Cette indépendance, fruit de décisions internationales et de partage des intérêts occidentaux en Orient, allait, dès sa proclamation, attirer le mécontentement de la Syrie, dont la géographie allait subir un coup de ciseau touchant certaines de ses régions afin de les adjoindre au nouvel État proclamé du Grand Liban. Une telle initiative entraînera une reconnaissance syrienne « sans conviction » des frontières et de la souveraineté nationale libanaise, et une rancune profonde qui se traduira depuis, au niveau des relations bilatérales, par des frictions politiques régulières et des conséquences économiques souvent négatives pour le pays du Cèdre. Quelques années plus tard, un second État frontalier, Israël, allait lui aussi exprimer son rejet de la formule constitutionnelle et politique du Liban de 1943. L’attitude de ces deux pays riverains transformait ainsi le Liban en « État-tampon » !

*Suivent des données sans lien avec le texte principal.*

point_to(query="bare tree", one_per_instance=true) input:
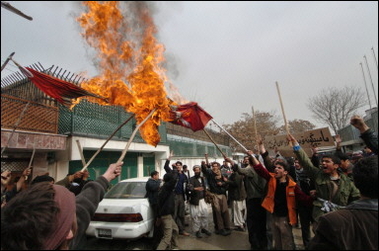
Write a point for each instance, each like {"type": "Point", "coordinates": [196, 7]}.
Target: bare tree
{"type": "Point", "coordinates": [298, 126]}
{"type": "Point", "coordinates": [244, 129]}
{"type": "Point", "coordinates": [336, 106]}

Une interminable partie de « ping-pong » s’engageait alors sur la scène politique libanaise, les joueurs qui se sont livrés presque exclusivement à ce sport ont donc été la Syrie et Israël, avec pour arbitre l’Occident (représenté selon les époques par des États européens ou par les États-Unis). Tous les événements et les blocages graves qui ont constamment marqué l’évolution de ce pays depuis son indépendance et freiné la construction d’un État de droit et des institutions ont été l’œuvre de ce binôme diabolique qui, malgré des objectifs certainement différents, a toujours cherché à neutraliser et à diluer cette entité libanaise qui s’est érigée en porte-à-faux avec ses options politiques, sociales et culturelles. Le Liban a résisté avec beaucoup de courage et d’obstination, malgré sa vulnérabilité et ses moyens ;
il a souvent compté sur ses alliés occidentaux pour venir à son secours, mais c’est uniquement quand ces derniers étaient conjoncturellement en bonne posture internationale qu’ils arrivaient à l’aider à dépasser les épreuves auxquelles il était confronté. Mais est-ce le cas aujourd’hui, au moment où le pays est en pleine tourmente et que tout s’effondre progressivement, augurant d’une dilution quasi totale de toutes ses institutions ? Sans vouloir développer, au travers de ce rapide tour d’horizon, les différentes étapes de notre parcours national et les causes profondes ou immédiates qui nous ont amenés à la situation actuelle, il semble urgent de trouver le moyen le plus adéquat pour éviter que l’édifice ne s’effondre complètement et qu’avec lui ne s’effacent une page unique de cohabitation constitutionnelle intercommunautaire et pluriculturelle régionale et une démarche courageuse dans un Orient fermé et monochrome.
Dans ce trou profond dans lequel le peuple libanais tout entier se débat pour survivre une fois encore aux traquenards de l’histoire et de la géographie que lui tendent les intérêts stratégiques régionaux et internationaux par l’intermédiaire de leurs deux commanditaires, Israël et la Syrie, le temps n’est-il pas arrivé pour que toutes les composantes politiques et sociales intérieures prennent enfin conscience de l’obligation de s’attacher à protéger une identité nationale commune contre toutes les manipulations étrangères dévastatrices et destructrices ?
Ce questionnement s’adresse autant aux représentants de la révolution du Cèdre qu’à ceux de l’axe syro-iranien, le Hezbollah en tête. Il a pour but d’attirer l’attention des antagonistes sur la nécessité pour chacun de faire le choix entre un mariage heureux et serein et une passade, aussi excitante fut-elle. Toute aventure a un épilogue, et toute magie va en s’atténuant. Ne résiste à l’usure du temps que la foi profonde en l’homme et en son histoire. Or le Liban de 1943 est un creuset riche d’humanisme et d’humanité ; telle est son identité fédératrice et réunificatrice. C’est cette sigha qui doit être le ciment de ce tissu sociopolitique et en dehors de laquelle point de salut.
Cette unicité et cette spécificité devraient amener tous les partis à réaliser la richesse de ce peuple et le devoir de se solidariser avec lui exclusivement pour le protéger contre tous les dangers, lui donner toutes les chances de se développer dans la stabilité et la paix, et ramener tous ses enfants éparpillés aux quatre coins de la planète pour reconstituer l’État et construire une véritable nation dont ils seront fiers. Et si la réalisation d’un tel défi pouvait être relevée au travers d’une décision nationale unanime consistant dans une requête internationale pour l’obtention d’un statut de neutralité permanente, c’est aujourd’hui avant demain qu’il faut agir, d’autant que le panorama stratégique régional est en mutation et certainement en pleine gestation.